Bagikan artikel ini

Kesulitan penambangan Bitcoin turun paling banyak sejak 2021 saat para penambang menyerah

Para penambang menghadapi tantangan signifikan, dengan pendapatan bitcoin per petahash turun setengahnya dari puncak $70 menjadi $35.

9 Feb 2026, 11.06 a.m. Diterjemahkan oleh AI
Data center servers
Data center servers (Taylor Vick/Unsplash/Modified by CoinDesk)

Yang perlu diketahui:

  • Kesulitan penambangan Bitcoin turun 11%, penurunan terbesar sejak tindakan keras China pada 2021, didorong oleh harga yang merosot dan badai musim dingin yang parah di AS.
  • Para penambang menghadapi tantangan signifikan, dengan pendapatan bitcoin per petahash turun setengahnya menjadi $35 dari puncak $70.
  • Penurunan tingkat kesulitan berfungsi sebagai mekanisme koreksi otomatis yang dapat meningkatkan profitabilitas bagi penambang yang tersisa dan berpotensi menandakan fase kapitulasi pasar.

Kesulitan penambangan Bitcoin turun sekitar 11%, penurunan terbesar sejak penindakan industri oleh Tiongkok pada tahun 2021, setelah penurunan tajam dalam hashrate yang dipicu oleh jatuhnya harga serta gangguan luas akibat badai musim dingin di AS.

Kesulitan penambangan, yang menentukan seberapa sulit untuk menemukan blok Bitcoin baru, disesuaikan kira-kira setiap dua minggu untuk mempertahankan interval blok 10 menit di jaringan.

Cerita berlanjut
Jangan lewatkan cerita lainnya.Berlangganan Newsletter Crypto Daybook Americas hari ini. Lihat semua newsletter

Perubahan terbaru menurunkan metrik tersebut dari lebih dari 141,6 triliun menjadi sekitar 125,86 triliun, sesuai dengan Data Blockchain.com, menandakan penurunan tajam dalam jumlah mesin aktif yang mengamankan jaringan.

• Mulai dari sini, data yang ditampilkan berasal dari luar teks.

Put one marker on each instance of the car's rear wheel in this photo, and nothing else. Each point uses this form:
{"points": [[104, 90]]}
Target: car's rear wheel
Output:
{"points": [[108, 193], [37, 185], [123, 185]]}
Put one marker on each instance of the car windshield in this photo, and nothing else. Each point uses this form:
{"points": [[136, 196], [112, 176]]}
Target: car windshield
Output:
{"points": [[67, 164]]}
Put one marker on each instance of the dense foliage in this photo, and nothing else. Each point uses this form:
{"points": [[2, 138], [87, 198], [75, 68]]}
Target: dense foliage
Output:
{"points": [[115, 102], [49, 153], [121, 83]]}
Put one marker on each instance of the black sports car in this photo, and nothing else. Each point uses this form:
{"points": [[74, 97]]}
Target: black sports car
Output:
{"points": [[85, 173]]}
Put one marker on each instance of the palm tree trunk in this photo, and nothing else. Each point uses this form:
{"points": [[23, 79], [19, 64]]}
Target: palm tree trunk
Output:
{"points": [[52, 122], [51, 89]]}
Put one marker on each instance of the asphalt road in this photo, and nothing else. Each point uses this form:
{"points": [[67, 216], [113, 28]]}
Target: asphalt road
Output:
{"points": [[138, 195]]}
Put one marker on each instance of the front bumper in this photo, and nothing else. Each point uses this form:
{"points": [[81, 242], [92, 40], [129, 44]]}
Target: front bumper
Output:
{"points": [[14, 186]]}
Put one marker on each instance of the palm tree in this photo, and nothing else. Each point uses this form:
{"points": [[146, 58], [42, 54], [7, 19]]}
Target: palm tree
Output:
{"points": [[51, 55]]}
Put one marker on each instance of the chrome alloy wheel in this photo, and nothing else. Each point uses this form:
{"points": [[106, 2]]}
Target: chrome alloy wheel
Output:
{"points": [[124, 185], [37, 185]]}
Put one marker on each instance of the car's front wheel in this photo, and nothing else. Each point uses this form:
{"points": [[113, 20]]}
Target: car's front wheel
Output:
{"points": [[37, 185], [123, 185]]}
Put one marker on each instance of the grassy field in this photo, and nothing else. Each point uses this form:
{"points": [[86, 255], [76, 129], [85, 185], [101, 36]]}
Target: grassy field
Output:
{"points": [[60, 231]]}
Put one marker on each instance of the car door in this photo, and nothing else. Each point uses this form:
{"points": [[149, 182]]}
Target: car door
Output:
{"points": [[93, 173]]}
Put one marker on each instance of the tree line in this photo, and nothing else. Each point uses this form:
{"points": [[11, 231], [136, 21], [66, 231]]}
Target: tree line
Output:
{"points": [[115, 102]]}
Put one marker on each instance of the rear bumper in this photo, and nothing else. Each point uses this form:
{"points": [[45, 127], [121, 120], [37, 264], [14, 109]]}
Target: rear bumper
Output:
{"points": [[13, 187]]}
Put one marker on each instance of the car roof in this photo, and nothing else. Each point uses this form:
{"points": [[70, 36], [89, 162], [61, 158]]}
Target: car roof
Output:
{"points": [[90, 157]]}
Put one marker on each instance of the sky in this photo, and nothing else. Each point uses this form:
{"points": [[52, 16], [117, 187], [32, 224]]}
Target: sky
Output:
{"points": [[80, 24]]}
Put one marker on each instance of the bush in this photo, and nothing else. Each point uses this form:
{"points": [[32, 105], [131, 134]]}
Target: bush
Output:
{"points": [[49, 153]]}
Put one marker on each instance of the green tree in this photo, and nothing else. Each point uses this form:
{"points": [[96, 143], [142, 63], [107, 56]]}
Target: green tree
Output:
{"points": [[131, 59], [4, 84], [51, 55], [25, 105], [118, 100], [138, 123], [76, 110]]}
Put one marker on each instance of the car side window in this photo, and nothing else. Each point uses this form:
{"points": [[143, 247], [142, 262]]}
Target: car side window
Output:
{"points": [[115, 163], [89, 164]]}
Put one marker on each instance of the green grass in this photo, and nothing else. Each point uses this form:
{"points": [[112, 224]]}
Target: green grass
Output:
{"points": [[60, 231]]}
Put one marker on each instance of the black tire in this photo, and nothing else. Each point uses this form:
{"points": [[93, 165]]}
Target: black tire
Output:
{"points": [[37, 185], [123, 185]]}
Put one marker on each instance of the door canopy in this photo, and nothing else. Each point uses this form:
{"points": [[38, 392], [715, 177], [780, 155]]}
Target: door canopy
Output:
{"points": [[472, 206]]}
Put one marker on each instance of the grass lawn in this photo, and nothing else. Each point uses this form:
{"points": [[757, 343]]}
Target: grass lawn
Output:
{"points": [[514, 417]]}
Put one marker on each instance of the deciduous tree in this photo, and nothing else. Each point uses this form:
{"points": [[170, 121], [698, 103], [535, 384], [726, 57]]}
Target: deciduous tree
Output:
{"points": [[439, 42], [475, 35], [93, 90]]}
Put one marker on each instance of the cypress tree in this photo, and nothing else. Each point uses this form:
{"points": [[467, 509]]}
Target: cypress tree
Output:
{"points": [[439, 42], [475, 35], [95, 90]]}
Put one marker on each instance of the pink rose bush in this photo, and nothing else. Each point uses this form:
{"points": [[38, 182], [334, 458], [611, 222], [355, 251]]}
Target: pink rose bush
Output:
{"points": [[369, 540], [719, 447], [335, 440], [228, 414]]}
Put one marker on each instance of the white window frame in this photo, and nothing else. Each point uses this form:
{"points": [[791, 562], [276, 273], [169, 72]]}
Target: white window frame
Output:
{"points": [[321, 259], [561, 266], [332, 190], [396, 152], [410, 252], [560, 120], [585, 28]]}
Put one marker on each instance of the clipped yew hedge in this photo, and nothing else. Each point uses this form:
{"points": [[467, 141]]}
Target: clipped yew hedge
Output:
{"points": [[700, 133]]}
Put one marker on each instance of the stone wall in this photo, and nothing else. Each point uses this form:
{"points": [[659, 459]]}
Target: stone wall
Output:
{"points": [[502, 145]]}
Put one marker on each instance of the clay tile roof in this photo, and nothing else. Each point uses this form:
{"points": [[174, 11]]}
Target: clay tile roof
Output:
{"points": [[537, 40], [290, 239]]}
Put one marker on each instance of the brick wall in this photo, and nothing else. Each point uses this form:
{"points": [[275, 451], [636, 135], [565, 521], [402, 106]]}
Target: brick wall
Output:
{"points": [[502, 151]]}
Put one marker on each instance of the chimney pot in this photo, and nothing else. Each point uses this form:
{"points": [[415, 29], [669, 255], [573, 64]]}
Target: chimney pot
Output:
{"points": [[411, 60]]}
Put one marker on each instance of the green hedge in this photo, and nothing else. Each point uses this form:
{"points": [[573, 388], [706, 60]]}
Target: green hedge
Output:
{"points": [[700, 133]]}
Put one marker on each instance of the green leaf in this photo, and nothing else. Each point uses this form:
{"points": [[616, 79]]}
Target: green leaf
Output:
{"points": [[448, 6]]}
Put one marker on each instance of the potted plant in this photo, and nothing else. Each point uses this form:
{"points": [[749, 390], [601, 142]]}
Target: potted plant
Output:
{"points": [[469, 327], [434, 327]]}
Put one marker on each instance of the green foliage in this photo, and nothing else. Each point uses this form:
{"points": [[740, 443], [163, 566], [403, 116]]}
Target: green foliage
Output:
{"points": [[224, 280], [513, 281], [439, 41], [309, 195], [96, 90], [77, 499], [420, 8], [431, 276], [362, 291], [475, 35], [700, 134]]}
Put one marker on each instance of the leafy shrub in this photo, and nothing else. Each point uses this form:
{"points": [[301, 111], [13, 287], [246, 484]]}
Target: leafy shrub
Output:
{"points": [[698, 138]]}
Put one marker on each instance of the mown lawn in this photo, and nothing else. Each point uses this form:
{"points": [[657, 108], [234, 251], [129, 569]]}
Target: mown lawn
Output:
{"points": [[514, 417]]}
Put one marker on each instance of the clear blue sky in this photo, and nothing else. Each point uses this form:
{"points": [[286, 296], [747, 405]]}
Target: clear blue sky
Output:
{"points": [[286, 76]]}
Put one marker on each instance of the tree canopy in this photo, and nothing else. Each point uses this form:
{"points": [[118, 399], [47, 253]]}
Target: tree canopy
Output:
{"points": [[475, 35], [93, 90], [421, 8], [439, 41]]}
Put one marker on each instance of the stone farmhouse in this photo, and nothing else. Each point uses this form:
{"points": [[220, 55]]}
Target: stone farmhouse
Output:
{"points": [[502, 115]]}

Penurunan ini menyusul serangkaian pukulan terhadap para penambang. Harga Bitcoin telah turun secara signifikan dari puncak tertinggi sepanjang masa sebesar $126.000 pada Oktober menjadi sekitar $69.500.

Penurunan harga tersebut memaksa banyak penambang, terutama yang menggunakan peralatan usang dan menghadapi biaya energi tinggi, untuk menghentikan operasional. Beberapa juga mengalihkan penggunaan perangkat keras mereka untuk fokus pada kecerdasan buatan (AI), seiring perusahaan megakapitalisasi menawarkan kontrak stabil dan sering kali dengan ketentuan yang secara ekonomis tidak dapat ditolak.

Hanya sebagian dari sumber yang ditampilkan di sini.